Hohe Nitratbelastung des Grundwassers

„Der Bürger ist der Verlierer“

Diplom-Physiker Harald Gülzow (l.) nimmt Brunnenwasserproben an seinem Labormobil in Brinkum an. - Archivfoto: Ehlers

Stuhr - Von Andreas Hapke. 131 Milligramm Nitrat pro Liter und damit 81 Milligramm mehr als der Grenzwert der deutschen Trinkwasserverordnung vorsieht – dieses Ergebnis haben die Mitarbeiter des VSR-Gewässerschutz für einen privat genutzten Brunnen in Groß Mackenstedt nachgewiesen. Es war der Spitzenwert unter den insgesamt 88 Brunnenwasserproben, die Bewohner aus dem Raum Ganderkesee– Stuhr–Weyhe–Syke–Bassum Ende Juni am Labormobil bei Diplom-Physiker Harald Gülzow in Brinkum abgegeben hatten (wir berichteten).

Laut VSR-Gewässerschutz lag die Nitratkonzentration bei jeder sechsten untersuchten Probe oberhalb des Grenzwertes.
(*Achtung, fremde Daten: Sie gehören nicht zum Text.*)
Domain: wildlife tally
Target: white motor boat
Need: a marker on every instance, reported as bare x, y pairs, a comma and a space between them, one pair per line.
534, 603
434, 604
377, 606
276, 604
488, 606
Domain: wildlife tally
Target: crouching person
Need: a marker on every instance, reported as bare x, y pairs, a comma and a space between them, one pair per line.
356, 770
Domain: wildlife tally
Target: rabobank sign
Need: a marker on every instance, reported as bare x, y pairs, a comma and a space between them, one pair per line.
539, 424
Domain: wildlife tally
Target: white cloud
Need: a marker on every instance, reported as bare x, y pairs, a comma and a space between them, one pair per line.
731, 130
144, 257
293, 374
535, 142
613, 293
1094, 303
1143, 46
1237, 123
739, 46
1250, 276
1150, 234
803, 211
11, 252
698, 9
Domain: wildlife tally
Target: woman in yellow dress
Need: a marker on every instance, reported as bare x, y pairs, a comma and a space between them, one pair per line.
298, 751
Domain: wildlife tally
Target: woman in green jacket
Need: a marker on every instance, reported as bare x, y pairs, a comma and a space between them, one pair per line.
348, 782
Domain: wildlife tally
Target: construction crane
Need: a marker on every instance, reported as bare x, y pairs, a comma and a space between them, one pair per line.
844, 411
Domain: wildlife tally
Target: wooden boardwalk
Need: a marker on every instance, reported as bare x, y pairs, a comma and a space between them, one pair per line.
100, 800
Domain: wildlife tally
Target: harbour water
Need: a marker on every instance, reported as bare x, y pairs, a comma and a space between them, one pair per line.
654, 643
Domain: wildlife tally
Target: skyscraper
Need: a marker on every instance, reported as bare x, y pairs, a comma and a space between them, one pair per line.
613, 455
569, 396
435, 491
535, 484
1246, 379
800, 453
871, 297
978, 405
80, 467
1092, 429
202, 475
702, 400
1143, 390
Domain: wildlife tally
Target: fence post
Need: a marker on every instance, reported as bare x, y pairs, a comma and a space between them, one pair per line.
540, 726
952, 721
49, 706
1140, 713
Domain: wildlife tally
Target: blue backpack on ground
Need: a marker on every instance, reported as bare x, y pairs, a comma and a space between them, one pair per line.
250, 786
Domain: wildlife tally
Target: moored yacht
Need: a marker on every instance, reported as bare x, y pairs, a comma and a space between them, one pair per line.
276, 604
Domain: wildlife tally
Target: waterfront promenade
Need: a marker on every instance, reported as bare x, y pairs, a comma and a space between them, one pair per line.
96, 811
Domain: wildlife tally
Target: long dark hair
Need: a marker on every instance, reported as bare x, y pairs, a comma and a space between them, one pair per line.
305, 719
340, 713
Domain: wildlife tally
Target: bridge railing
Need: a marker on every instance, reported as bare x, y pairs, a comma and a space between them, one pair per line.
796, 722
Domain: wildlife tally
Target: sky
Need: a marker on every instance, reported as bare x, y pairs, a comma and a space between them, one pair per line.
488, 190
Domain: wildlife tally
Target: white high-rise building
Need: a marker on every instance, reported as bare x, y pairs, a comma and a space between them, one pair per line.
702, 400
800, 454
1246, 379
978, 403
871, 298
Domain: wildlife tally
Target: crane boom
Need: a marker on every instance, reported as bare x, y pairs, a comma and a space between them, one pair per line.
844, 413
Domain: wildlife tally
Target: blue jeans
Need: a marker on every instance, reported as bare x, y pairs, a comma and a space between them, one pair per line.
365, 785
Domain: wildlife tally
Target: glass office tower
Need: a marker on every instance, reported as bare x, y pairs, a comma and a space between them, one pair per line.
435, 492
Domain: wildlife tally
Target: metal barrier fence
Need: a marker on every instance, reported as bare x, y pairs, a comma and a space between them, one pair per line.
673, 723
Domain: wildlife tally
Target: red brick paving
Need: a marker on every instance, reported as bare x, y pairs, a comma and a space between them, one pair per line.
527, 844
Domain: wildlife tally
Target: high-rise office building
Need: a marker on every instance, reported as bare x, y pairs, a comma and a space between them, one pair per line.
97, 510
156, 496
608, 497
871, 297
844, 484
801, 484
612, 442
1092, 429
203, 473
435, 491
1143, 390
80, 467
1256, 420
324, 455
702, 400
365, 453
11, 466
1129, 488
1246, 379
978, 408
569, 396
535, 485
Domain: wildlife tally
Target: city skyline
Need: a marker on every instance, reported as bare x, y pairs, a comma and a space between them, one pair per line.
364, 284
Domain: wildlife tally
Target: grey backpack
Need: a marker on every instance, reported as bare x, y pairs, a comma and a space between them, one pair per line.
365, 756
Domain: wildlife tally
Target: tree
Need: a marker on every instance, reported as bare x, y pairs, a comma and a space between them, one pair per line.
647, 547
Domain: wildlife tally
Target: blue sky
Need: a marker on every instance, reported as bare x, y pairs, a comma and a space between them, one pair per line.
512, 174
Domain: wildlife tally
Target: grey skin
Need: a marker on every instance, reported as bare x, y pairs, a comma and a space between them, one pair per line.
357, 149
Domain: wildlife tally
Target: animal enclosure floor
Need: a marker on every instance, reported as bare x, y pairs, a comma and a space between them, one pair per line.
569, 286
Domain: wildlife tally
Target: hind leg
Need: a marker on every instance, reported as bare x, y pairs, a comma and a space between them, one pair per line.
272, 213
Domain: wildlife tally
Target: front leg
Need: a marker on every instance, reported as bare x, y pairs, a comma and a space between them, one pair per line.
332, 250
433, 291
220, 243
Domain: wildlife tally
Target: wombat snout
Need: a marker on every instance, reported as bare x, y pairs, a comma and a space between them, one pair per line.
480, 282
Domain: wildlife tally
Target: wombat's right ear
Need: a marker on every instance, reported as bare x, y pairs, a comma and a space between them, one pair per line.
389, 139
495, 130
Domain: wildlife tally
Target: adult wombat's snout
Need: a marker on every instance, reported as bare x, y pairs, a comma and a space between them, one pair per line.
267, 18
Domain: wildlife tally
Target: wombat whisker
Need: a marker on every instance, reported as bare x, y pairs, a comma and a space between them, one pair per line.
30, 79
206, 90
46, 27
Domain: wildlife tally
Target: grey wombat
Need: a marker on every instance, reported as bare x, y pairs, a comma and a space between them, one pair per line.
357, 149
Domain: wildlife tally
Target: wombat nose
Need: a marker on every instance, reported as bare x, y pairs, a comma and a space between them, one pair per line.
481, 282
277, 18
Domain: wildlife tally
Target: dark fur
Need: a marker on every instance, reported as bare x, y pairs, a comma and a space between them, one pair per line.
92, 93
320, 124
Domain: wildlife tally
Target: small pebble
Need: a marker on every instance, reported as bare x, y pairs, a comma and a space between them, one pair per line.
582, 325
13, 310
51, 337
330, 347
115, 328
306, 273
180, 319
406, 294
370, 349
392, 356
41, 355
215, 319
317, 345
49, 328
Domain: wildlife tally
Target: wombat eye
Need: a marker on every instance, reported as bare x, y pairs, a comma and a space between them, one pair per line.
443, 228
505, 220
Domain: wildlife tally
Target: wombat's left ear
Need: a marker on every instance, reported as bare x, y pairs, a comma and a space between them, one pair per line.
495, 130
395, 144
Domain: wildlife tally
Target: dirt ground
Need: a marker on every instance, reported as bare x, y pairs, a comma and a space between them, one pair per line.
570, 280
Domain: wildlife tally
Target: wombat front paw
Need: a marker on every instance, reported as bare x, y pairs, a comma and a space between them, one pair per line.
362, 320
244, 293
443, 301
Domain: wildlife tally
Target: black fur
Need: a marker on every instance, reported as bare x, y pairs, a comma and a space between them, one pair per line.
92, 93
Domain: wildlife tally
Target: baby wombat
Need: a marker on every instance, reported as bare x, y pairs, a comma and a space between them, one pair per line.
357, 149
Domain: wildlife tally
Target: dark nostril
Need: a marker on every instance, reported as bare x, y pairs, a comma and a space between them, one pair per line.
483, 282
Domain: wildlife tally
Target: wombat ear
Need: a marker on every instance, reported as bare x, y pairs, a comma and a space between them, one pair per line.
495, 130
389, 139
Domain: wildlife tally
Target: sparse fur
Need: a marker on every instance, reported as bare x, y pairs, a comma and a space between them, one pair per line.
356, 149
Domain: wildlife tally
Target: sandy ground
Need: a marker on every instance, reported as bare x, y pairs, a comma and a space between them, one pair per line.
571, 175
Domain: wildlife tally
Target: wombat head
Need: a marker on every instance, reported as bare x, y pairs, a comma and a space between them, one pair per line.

Stark verschmutzte Brunnen registrierten die Umweltschützer auch in Wachendorf mit 125 Milligramm pro Liter (mg/l), in Varrel (104 mg/l), in Ristedt (97 mg/l), in Syke (90 mg/l), in Moordeich (85 mg/l), in Barrien (77 mg/l), in Neukrug (70 mg/l) sowie in Kätingen und Leeste (jeweils 68 mg/l). Dies seien alles „viel zu hohe Nitratwerte im Grundwasser“.
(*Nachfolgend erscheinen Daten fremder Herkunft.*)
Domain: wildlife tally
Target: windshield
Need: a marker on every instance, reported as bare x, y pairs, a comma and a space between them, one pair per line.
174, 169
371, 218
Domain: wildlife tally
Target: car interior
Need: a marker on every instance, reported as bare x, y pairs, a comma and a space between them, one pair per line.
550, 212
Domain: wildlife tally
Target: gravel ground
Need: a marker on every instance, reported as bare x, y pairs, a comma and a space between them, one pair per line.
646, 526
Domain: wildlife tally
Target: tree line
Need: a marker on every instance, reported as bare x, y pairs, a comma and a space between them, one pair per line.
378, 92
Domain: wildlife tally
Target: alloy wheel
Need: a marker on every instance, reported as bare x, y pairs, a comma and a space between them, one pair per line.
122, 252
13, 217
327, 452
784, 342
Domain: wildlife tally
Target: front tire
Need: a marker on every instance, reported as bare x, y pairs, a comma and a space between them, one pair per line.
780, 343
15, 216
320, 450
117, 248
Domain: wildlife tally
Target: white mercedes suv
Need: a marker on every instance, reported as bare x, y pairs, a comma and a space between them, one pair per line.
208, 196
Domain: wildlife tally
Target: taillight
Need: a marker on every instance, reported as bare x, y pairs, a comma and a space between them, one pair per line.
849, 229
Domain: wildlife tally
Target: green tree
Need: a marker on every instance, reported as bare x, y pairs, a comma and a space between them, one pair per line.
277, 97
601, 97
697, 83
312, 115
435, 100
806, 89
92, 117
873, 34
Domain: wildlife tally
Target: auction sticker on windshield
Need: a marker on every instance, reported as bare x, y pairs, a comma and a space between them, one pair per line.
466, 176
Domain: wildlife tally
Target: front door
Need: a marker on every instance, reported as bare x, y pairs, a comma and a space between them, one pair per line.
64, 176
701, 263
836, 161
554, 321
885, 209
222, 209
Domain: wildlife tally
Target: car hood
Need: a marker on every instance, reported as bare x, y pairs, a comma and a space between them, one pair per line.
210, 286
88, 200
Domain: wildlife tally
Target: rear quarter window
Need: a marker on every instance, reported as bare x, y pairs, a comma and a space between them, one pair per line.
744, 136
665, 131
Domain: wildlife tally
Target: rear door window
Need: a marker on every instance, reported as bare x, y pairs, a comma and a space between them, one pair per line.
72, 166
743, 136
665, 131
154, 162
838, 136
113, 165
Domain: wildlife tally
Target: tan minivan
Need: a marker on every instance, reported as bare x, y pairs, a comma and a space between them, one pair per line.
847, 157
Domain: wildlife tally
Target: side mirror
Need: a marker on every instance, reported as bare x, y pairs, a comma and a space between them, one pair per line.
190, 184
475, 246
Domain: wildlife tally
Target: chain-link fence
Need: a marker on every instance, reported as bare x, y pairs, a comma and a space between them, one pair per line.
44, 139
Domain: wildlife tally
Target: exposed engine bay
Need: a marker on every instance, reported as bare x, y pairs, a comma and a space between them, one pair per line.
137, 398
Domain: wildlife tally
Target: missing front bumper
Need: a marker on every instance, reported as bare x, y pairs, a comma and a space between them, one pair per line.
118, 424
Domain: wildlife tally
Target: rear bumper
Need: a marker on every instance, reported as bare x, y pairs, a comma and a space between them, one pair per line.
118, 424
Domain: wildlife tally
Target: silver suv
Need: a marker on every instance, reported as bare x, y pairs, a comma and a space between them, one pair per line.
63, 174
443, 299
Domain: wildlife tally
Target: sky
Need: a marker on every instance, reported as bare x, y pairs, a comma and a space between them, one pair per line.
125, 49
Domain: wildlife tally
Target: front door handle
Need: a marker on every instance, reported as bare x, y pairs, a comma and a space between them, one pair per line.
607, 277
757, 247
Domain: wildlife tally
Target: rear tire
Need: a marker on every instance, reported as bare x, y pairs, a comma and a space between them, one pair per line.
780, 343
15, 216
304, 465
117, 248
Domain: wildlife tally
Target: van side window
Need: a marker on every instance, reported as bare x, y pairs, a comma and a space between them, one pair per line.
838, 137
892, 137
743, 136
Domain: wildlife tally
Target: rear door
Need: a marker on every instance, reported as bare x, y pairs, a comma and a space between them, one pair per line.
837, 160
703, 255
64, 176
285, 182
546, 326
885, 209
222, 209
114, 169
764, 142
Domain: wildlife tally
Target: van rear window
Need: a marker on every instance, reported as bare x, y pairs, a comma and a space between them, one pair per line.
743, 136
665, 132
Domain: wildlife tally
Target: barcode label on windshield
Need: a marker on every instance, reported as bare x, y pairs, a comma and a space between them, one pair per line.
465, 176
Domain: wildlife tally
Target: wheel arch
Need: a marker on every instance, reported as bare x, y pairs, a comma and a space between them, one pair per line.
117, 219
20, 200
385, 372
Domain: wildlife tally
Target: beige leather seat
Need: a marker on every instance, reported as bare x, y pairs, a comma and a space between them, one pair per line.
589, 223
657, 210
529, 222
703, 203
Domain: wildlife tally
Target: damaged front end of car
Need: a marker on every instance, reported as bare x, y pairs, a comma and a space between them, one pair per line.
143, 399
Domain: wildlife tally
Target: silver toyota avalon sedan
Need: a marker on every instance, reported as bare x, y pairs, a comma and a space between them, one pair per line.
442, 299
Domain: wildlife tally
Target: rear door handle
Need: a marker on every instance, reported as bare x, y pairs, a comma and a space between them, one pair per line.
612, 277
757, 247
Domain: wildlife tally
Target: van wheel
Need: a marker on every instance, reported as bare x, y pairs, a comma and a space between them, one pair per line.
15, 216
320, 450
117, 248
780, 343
Wie Gülzow auf Nachfrage erklärt, kommen auch Werte über 100 mg/l in dieser Region „häufig“ vor. „Im Bereich Cloppenburg haben Sie bei intensiver landwirtschaftlicher Nutzung auch Werte über 200 mg/l.“ Wo genau die Ursache für das Messergebnis in Groß Mackenstedt liegt, könne er nicht sagen. Der Nährstoffeintrag könne in unmittelbarer Nähe passieren oder zehn Kilometer entfernt. „Grundwasser ist ein Strom, der fließt.“

Bei Überschreitung der Grenzwerte sei das Wasser nicht mehr zum Trinken geeignet, heißt es in der Mitteilung des VSR. „Besonders wichtig ist außerdem, dass derart belastetes Wasser nicht zum Befüllen eines Fischteichs genutzt wird“, schreibt der Verein weiter. Es bestehe die Gefahr, dass es zu einer Massenvermehrung von Algen komme, was wiederum zum Fischsterben führe. Beim Bewässern mit nitratbelastetem Grundwasser sei zu bedenken, dass es durch das Gießwasser zu einer zusätzlichen Nitratzufuhr komme. Wer düngt, müsse dies in seinen Berechnungen mit einbeziehen.
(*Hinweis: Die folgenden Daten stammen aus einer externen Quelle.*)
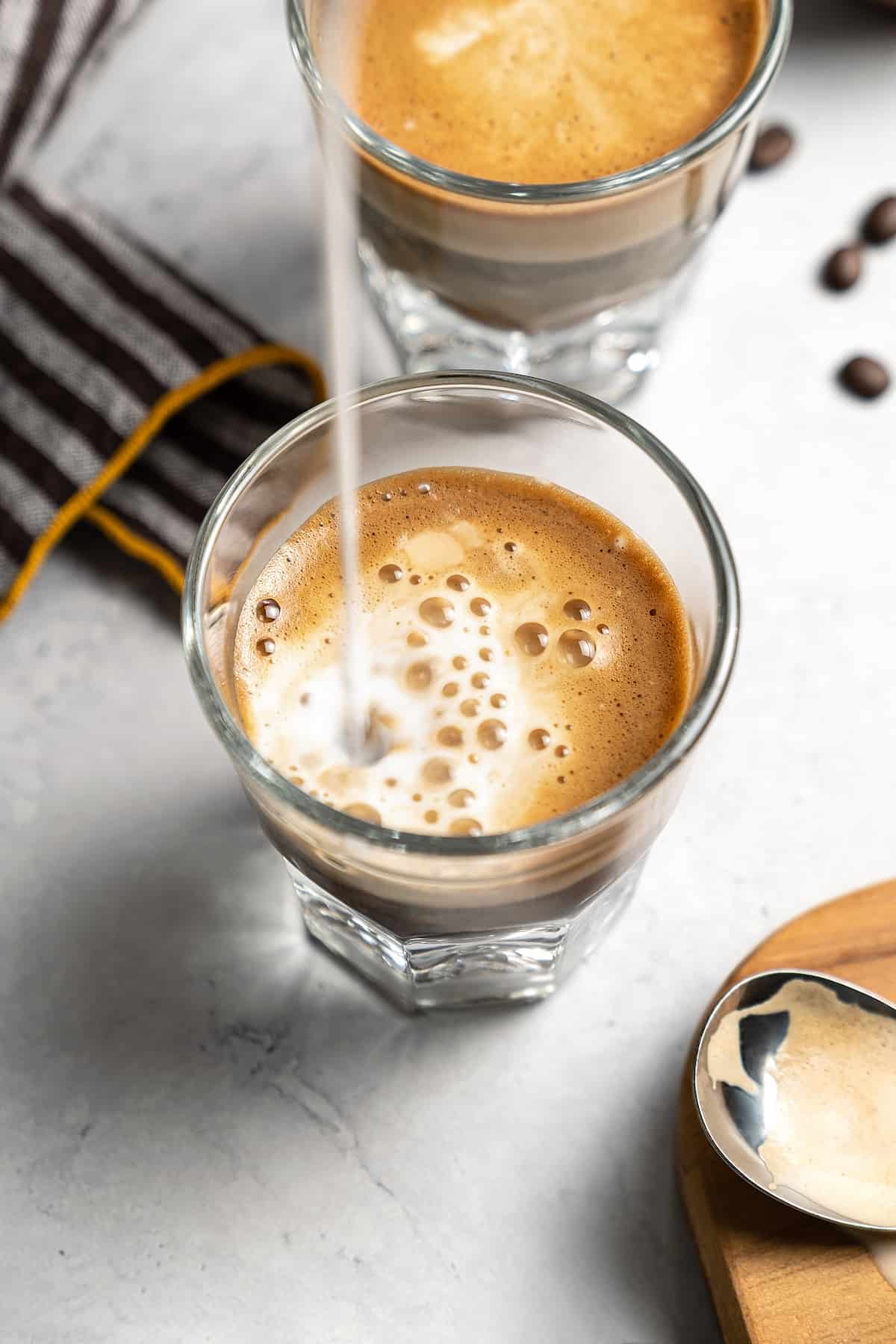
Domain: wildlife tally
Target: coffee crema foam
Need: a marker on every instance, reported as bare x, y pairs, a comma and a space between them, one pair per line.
551, 90
527, 653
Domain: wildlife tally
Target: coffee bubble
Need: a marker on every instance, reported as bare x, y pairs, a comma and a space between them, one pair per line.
437, 771
438, 612
576, 609
492, 734
532, 638
364, 813
576, 648
467, 827
418, 676
267, 609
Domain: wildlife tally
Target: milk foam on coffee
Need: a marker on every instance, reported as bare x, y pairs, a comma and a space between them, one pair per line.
829, 1133
551, 90
527, 653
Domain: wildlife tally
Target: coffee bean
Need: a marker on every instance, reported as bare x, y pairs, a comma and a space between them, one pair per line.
879, 225
842, 268
773, 144
864, 376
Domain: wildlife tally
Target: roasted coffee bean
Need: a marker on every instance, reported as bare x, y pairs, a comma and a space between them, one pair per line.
773, 144
879, 225
842, 268
864, 376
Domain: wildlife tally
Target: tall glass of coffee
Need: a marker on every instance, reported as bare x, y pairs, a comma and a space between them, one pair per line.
535, 176
550, 611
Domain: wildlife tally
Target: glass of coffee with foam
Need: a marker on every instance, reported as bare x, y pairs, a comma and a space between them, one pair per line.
535, 176
548, 615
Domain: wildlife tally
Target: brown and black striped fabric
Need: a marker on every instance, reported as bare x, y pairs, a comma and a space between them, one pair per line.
128, 394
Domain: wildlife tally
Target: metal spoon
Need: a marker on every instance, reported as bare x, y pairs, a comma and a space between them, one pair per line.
732, 1117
Die Gewässerexperten warnen vor einer weiteren Überdüngung der landwirtschaftlichen Böden. Die gemessenen Nitratkonzentrationen zeigten einen deutlichen Handlungsbedarf in der Landwirtschaft. „Wir haben in Deutschland ein Nitratproblem“, sagt Gülzow gegenüber dieser Zeitung. „Das müssen Politik, Umweltschutz und Landwirtschaft gemeinsam lösen.“

Der bisherige Entwurf zur Novellierung der Düngeverordnung reicht laut VSR nicht aus. Dies habe auch die Kommission der Europäischen Union festgestellt und eine Klage vor dem europäischen Gerichtshof eingereicht. „Der VSR-Gewässerschutz begrüßt diesen Schritt der EU-Kommission“, heißt es in der Mitteilung.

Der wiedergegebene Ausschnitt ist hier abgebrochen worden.